Sasha saw a Royal Guardsman riding downhill toward the vanguard leading a riderless horse. The man's face was contorted with grief. The horse, Sasha recognised, was Lieutenant Alyn's. A lump rose in her throat. It had been her decision to press on along this road, regardless of the startlingly obvious ambush terrain ahead. Her decision, her responsibility. Alyn had been seeking to reclaim his honour, having been cut from the Royal Guard in disgrace. She hoped fervently that his spirit would consider this, a death in a good cause, to suffice.
“We continue as before,” Sasha said quietly. “We came to save the Udalyn. If we must take losses so that we can serve them best, then so we shall. But if we keep getting hit with this regularity, the Hadryn's defences shall be so well set upon our arrival that we may not make it into the valley at all.”
Captain Tyrun and the Black Hammers corporal departed. “Where's Andrey?” Sasha asked Teriyan, suddenly anxious.
“We're riding further back,” Teriyan replied. “It won't do for M'Lady of the Synnich to have her favourite friends all around her—it looks bad to the other men. I came ahead a bit when I saw this damn slope up ahead…Andrey got caught a little behind.”
“Aye,” said Sasha, reading gratefully between the lines. “Well, see that the next time it happens, he gets caught a little behind once more.”
“Aye to that,” Teriyan agreed. His eyes swept across the hillsides, the wounded men, the fallen horses, the screams of pain. “Damn tough business,” he muttered, and stared at her hard. “How are you doing?”
He'd never have asked the question of a man, Sasha thought resentfully. She took a deep breath. “Good for now. But I'll be happier when we get to the valley.”

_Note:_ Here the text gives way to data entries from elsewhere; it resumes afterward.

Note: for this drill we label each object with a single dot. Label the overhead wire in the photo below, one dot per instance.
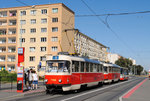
(114, 14)
(108, 26)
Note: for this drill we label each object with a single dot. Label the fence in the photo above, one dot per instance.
(7, 82)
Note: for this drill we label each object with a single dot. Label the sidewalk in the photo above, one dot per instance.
(141, 92)
(9, 94)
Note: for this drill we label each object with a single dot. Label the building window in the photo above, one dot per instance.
(54, 19)
(31, 67)
(43, 49)
(23, 13)
(42, 58)
(22, 31)
(54, 29)
(32, 58)
(43, 30)
(32, 40)
(33, 21)
(55, 10)
(44, 20)
(32, 49)
(54, 39)
(54, 48)
(22, 40)
(33, 12)
(22, 22)
(44, 11)
(33, 30)
(43, 39)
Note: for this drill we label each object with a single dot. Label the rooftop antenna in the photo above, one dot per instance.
(33, 6)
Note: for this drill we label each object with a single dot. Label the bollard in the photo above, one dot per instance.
(11, 82)
(0, 81)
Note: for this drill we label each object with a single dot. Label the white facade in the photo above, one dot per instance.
(89, 47)
(113, 57)
(133, 61)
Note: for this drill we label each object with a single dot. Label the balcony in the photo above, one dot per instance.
(2, 40)
(3, 14)
(12, 22)
(2, 58)
(11, 67)
(3, 22)
(11, 40)
(11, 49)
(2, 49)
(11, 59)
(12, 13)
(3, 31)
(12, 31)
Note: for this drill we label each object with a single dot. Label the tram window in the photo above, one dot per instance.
(105, 70)
(91, 67)
(110, 69)
(82, 66)
(75, 66)
(121, 70)
(97, 67)
(58, 66)
(94, 67)
(87, 67)
(101, 66)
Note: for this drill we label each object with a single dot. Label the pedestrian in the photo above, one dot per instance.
(30, 78)
(26, 79)
(35, 80)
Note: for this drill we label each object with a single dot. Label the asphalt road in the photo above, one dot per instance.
(110, 92)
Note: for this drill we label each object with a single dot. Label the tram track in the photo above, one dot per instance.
(60, 96)
(111, 90)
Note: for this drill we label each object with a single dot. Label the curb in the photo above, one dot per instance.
(120, 98)
(22, 95)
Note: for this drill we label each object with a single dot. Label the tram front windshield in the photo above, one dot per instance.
(58, 66)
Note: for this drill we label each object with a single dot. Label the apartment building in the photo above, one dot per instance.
(8, 39)
(39, 29)
(76, 42)
(42, 30)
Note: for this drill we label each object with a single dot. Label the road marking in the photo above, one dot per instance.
(46, 98)
(95, 90)
(128, 94)
(120, 98)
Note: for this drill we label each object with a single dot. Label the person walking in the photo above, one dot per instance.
(30, 78)
(35, 80)
(26, 79)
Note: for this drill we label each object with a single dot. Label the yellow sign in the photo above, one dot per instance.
(53, 79)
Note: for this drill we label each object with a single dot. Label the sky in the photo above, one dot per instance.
(131, 33)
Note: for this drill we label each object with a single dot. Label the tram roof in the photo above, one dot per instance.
(110, 64)
(75, 58)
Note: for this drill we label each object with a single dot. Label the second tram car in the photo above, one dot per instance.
(111, 73)
(64, 72)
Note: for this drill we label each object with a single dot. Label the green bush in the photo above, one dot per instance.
(7, 77)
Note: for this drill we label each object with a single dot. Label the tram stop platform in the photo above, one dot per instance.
(140, 92)
(10, 94)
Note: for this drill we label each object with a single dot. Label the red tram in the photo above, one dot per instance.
(124, 73)
(66, 73)
(111, 73)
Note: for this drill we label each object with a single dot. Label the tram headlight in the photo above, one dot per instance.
(59, 80)
(45, 80)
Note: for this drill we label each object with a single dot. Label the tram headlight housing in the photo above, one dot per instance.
(67, 80)
(45, 80)
(59, 80)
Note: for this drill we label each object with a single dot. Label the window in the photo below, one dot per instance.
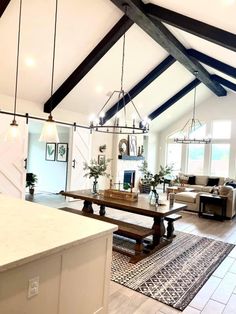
(174, 157)
(221, 129)
(220, 159)
(195, 158)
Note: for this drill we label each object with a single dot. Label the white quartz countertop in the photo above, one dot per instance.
(29, 231)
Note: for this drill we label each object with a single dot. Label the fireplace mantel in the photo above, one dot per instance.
(127, 157)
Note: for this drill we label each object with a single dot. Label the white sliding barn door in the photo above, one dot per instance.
(12, 159)
(80, 152)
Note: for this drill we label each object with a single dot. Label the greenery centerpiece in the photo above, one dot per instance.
(149, 181)
(31, 179)
(96, 169)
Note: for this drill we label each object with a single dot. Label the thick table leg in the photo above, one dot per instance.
(159, 230)
(88, 208)
(170, 230)
(102, 211)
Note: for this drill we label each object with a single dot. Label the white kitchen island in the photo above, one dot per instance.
(51, 261)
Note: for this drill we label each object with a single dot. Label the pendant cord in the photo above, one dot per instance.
(194, 103)
(53, 56)
(17, 61)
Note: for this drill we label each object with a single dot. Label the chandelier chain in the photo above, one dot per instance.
(17, 60)
(53, 55)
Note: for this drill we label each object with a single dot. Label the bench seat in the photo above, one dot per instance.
(125, 229)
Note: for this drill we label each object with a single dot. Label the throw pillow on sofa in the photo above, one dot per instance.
(231, 183)
(213, 181)
(192, 180)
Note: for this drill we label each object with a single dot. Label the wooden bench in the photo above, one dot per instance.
(170, 227)
(125, 229)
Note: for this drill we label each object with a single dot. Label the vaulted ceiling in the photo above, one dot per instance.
(163, 49)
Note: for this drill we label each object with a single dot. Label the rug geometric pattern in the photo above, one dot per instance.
(174, 274)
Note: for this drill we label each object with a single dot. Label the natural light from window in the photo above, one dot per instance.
(220, 159)
(174, 157)
(195, 158)
(221, 129)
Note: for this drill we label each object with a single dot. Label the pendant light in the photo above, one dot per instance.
(187, 135)
(49, 131)
(13, 132)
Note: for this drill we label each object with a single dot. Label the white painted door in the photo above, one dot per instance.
(80, 152)
(12, 159)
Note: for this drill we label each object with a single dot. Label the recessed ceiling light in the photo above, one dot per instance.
(99, 88)
(30, 62)
(228, 2)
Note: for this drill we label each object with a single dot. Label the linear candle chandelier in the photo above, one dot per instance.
(136, 125)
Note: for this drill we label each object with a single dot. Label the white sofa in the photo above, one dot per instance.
(201, 182)
(191, 199)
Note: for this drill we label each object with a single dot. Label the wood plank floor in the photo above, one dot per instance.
(218, 295)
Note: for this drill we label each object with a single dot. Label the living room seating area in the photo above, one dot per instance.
(205, 185)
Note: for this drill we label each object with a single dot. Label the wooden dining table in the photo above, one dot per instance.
(140, 207)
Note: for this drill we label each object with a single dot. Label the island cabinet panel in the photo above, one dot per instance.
(14, 287)
(85, 278)
(75, 280)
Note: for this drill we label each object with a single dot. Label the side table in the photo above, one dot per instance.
(220, 201)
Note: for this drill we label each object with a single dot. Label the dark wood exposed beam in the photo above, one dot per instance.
(224, 82)
(88, 63)
(212, 62)
(195, 27)
(174, 99)
(148, 79)
(155, 29)
(3, 6)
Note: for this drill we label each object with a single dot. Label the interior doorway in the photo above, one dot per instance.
(48, 161)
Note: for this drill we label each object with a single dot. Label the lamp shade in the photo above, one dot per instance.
(49, 132)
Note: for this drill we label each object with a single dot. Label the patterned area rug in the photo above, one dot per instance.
(176, 273)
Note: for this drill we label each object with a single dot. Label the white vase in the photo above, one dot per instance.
(95, 189)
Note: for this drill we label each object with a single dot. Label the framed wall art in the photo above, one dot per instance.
(50, 151)
(101, 159)
(62, 150)
(132, 145)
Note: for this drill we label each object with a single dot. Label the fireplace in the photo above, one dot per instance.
(129, 177)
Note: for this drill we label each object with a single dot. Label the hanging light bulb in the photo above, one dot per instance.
(13, 133)
(49, 132)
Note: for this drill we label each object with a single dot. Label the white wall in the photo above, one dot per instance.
(51, 174)
(214, 108)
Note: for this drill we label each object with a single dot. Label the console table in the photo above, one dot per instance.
(220, 201)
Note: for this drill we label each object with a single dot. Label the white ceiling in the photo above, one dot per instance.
(81, 25)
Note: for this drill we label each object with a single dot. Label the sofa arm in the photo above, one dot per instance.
(198, 198)
(231, 204)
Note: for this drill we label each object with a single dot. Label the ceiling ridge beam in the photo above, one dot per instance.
(224, 82)
(3, 6)
(193, 26)
(212, 62)
(139, 87)
(89, 62)
(171, 101)
(157, 31)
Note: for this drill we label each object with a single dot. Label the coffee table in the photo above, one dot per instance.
(177, 189)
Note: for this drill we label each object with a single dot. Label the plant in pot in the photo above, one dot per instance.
(157, 179)
(145, 181)
(95, 170)
(31, 179)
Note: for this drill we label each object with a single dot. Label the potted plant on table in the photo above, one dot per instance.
(95, 170)
(31, 179)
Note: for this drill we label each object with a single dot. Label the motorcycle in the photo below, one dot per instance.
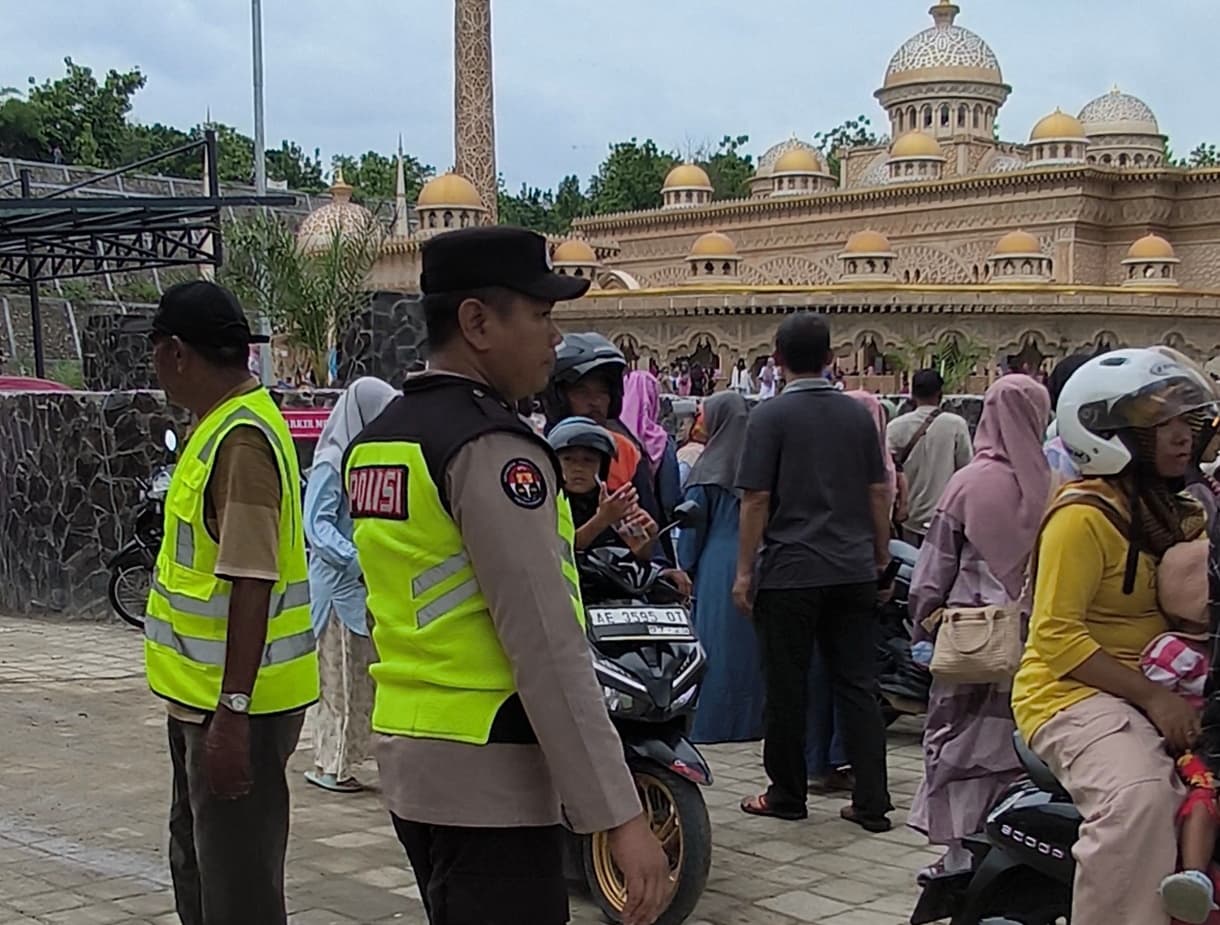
(1022, 867)
(904, 682)
(649, 664)
(131, 568)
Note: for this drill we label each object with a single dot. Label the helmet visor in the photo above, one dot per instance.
(1179, 393)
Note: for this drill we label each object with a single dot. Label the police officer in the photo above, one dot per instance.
(492, 726)
(228, 640)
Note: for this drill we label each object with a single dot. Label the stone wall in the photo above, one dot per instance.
(68, 470)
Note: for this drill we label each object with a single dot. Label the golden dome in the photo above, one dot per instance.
(1016, 244)
(868, 242)
(1055, 126)
(915, 144)
(1152, 247)
(575, 251)
(317, 230)
(713, 244)
(449, 189)
(687, 176)
(798, 160)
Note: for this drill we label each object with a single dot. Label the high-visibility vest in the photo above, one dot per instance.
(441, 670)
(186, 624)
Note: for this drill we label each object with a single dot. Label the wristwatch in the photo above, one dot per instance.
(236, 703)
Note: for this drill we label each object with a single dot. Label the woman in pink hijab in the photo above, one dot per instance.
(641, 415)
(976, 553)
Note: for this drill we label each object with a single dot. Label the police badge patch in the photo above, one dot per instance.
(522, 481)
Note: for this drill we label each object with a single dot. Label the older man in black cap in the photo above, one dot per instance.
(492, 724)
(228, 640)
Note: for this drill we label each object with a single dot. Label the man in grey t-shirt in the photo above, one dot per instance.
(815, 499)
(933, 450)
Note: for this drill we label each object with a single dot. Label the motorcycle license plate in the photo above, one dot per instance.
(670, 622)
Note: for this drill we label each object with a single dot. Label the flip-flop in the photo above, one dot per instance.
(759, 806)
(328, 781)
(870, 824)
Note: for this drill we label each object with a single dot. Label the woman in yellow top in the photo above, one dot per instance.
(1080, 699)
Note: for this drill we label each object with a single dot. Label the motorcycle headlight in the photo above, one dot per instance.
(685, 698)
(616, 701)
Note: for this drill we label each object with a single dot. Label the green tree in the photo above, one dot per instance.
(87, 120)
(375, 175)
(728, 170)
(853, 133)
(21, 127)
(309, 295)
(631, 177)
(570, 204)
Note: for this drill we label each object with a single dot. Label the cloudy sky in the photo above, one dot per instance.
(571, 77)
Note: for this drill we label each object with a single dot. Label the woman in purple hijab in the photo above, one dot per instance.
(976, 552)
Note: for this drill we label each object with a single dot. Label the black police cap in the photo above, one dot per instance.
(509, 258)
(203, 314)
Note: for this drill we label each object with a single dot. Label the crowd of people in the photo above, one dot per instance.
(475, 692)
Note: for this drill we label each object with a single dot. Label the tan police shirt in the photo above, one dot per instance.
(578, 760)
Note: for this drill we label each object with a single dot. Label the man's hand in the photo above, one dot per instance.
(1176, 720)
(743, 597)
(645, 870)
(227, 754)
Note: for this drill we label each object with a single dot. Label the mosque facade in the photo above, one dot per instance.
(941, 238)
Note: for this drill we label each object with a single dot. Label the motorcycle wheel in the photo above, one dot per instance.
(128, 592)
(678, 818)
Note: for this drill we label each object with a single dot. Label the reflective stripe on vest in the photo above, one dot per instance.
(441, 671)
(186, 625)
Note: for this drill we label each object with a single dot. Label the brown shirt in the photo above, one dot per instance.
(578, 759)
(242, 510)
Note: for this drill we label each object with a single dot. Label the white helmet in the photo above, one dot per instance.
(1124, 389)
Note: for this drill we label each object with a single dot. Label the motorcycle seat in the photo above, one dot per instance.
(1037, 769)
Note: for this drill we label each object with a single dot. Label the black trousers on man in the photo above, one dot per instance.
(842, 620)
(487, 876)
(227, 856)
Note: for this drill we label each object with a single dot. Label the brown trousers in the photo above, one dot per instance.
(1114, 763)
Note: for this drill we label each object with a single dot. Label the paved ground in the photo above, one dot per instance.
(86, 788)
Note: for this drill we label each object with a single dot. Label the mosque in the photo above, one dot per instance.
(942, 238)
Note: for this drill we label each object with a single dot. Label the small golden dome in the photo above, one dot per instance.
(1057, 126)
(798, 160)
(452, 189)
(1018, 244)
(1152, 247)
(868, 242)
(915, 144)
(713, 244)
(687, 176)
(575, 251)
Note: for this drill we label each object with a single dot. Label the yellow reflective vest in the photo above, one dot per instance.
(441, 670)
(187, 618)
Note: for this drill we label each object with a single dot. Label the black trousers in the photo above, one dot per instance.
(487, 876)
(842, 619)
(227, 856)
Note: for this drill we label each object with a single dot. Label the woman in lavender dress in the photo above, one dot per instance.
(976, 552)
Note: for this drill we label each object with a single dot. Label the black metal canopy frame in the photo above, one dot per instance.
(68, 233)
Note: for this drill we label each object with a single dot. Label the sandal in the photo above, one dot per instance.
(328, 781)
(870, 824)
(760, 806)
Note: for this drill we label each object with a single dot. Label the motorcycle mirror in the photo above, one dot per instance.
(689, 514)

Teriyan nodded, and slapped her on the shoulder. “There's a reason I never accepted a soldier's post,” he said. “I knew they'd make me an officer, I had it offered to me often enough. I'm brave enough, but I never wanted to make those decisions. You've a damn sight more courage than I have, girl. Hang in there.”
He tapped his heels to his mount's sides and moved off through the confusion to find Andreyis. “You had a choice,” Sasha murmured to herself, staring up the winding, climbing road ahead through the trees. “I didn't.”